When Ostermiller learned the ship was going to be berthed at Astoria for almost a week, he realized it was “a World War II icon” that many visitors – especially the “Greatest Generation” – would like to see.

He contacted Mark Hatfield, the recently retired Oregon senator who served on the board of the Maritime Museum. The mission had significance beyond mere tourism: Hatfield had been a U.S. Navy lieutenant and had led a landing craft at Okinawa. Hatfield immediately got in touch with the Secretary of the Navy and secured permission.

Ostermiller traveled to Bremerton to check over the ship and design a tour path that would be safe and allow the maximum number of visitors. He recalled climbing – alone – in the bowels of the rusting battleship, drawing on skills he had learned as part of the North Coast’s high-angle cliff rescue group.

“It was very spooky being on that ship by myself.”

When the Missouri arrived at the port, there was a welcoming ceremony followed by a deluge of visitors from all over the world. The community was swamped.

Ostermiller joined leaders of the Port of Astoria, the Astoria police and fire departments, the Clatsop County Sheriff’s Office and other agencies in a summit meeting on that first night. Together, they crafted a response plan that created new turn lanes, improved parking and developed a more orderly waiting line.

“It was logistically so challenging,” Ostermiller recalled. Because of the traffic congestion, his volunteer tour guides commuted from the museum to the battleship on small boats.

“It was extremely rewarding for all of us,” he said. “It was a struggle for everybody, but when it was over we knew we could survive anything.”

Ostermiller said the elements of cooperativeness between government agencies during last year’s December storm prompted a few leaders to mention that crisis was “just like the Missouri.”

The biggest reward of the Missouri visit, Ostermiller said, was the reaction of the visitors.

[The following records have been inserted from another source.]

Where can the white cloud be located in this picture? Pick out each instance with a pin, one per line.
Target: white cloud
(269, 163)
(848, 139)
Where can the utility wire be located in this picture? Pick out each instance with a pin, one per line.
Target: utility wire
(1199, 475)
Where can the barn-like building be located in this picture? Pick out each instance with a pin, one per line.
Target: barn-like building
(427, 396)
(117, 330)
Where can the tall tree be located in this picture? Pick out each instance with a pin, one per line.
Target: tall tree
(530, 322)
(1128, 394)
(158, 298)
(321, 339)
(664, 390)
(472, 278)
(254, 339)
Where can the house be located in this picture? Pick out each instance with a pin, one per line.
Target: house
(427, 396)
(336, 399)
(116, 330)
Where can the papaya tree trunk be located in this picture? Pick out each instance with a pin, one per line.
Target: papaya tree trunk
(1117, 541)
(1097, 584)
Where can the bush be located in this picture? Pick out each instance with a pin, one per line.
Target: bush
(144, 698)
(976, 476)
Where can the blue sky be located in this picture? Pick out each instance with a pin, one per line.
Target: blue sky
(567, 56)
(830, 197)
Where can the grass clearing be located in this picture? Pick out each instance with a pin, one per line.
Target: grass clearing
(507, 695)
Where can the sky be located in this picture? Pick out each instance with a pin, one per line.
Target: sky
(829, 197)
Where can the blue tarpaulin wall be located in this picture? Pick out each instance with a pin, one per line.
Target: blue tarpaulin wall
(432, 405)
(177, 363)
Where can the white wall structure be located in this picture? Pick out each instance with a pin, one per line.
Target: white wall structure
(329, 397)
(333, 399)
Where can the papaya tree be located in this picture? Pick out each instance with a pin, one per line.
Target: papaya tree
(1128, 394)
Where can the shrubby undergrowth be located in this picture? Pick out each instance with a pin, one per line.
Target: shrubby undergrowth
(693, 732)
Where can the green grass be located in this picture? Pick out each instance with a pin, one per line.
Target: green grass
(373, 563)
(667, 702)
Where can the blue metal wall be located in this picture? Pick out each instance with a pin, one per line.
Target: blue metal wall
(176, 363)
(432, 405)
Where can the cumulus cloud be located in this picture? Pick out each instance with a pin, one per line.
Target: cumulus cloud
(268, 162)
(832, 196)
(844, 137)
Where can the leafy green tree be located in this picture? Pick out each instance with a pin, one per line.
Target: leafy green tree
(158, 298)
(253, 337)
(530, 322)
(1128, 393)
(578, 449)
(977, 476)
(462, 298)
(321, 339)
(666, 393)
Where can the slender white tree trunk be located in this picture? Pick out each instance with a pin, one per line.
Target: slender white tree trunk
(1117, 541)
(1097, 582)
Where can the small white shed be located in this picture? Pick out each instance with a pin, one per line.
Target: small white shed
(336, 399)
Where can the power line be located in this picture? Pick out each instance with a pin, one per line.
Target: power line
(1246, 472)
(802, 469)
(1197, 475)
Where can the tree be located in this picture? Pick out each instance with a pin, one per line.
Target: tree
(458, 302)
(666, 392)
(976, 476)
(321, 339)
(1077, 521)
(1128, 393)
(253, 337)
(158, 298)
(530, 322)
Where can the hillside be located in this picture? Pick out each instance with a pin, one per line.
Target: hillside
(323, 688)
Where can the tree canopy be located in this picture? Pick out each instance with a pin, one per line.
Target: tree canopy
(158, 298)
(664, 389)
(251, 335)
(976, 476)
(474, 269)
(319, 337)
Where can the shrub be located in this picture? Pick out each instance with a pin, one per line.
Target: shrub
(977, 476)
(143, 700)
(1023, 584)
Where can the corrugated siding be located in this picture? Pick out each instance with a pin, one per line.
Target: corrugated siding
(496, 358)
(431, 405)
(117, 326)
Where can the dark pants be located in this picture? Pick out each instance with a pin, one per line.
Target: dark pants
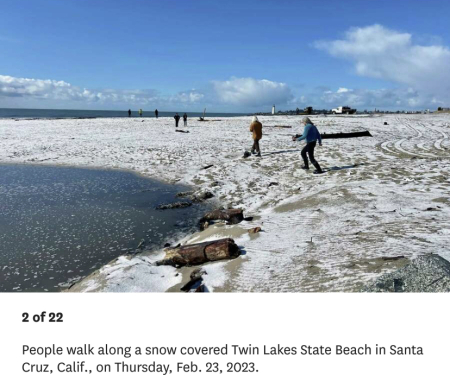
(309, 148)
(255, 146)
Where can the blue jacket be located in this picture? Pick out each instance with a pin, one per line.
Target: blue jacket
(311, 134)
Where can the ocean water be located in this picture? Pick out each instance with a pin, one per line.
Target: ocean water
(59, 224)
(50, 113)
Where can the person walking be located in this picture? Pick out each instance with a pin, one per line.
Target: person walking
(177, 119)
(311, 135)
(256, 129)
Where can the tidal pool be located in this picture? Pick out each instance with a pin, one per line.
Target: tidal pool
(59, 224)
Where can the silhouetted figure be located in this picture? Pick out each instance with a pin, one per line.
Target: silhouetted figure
(256, 129)
(310, 135)
(177, 118)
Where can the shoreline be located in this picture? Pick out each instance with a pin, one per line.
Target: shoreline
(353, 201)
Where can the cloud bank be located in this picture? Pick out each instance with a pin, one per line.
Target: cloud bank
(386, 54)
(240, 93)
(251, 92)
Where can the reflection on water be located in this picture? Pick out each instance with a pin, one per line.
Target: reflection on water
(59, 224)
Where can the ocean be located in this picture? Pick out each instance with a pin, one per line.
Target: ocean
(60, 113)
(59, 224)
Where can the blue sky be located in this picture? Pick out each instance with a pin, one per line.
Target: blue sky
(228, 55)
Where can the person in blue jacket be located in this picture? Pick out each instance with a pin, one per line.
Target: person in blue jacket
(311, 135)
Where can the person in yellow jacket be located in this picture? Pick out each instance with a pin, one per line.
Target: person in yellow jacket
(256, 129)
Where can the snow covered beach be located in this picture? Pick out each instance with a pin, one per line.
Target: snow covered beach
(381, 197)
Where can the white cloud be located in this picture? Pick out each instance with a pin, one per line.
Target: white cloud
(239, 93)
(383, 53)
(251, 92)
(192, 97)
(52, 91)
(387, 99)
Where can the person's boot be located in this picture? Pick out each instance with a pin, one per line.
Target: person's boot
(318, 169)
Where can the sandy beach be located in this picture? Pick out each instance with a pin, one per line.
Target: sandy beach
(383, 196)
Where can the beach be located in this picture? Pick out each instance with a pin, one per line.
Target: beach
(381, 196)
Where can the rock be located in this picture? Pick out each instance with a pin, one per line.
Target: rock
(197, 273)
(141, 244)
(196, 197)
(428, 273)
(231, 216)
(174, 205)
(201, 288)
(195, 254)
(191, 284)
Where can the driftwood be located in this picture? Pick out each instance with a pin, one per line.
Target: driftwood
(232, 216)
(343, 135)
(200, 253)
(174, 205)
(392, 258)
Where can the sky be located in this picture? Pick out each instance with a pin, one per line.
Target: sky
(227, 56)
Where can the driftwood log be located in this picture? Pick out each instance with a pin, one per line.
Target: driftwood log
(231, 216)
(342, 135)
(195, 254)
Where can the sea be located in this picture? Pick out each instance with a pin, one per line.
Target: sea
(60, 113)
(59, 224)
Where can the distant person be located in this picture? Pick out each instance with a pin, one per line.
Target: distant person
(177, 119)
(256, 129)
(311, 135)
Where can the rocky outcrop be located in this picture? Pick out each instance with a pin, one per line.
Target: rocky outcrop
(429, 273)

“Day after day I stood at the top of the gangwalk and there would be an 80-year-old lady who would look across the deck and say ‘Thank you for making this happen. My Johnny told me that what happened on this ship saved his life’ and they would cry and say ‘He’s been gone five years.’ That happened to me a dozen times.”

Ostermiller and his wife, Lynne, marked their 25th wedding anniversary in February with a trip to Hawaii. He enjoyed a tour of the refurbished ship, the first time he had seen it since organizing its Astoria visit in 1998.

“She looks pretty good now,” he said. “That ship really needed to have a public location like that.”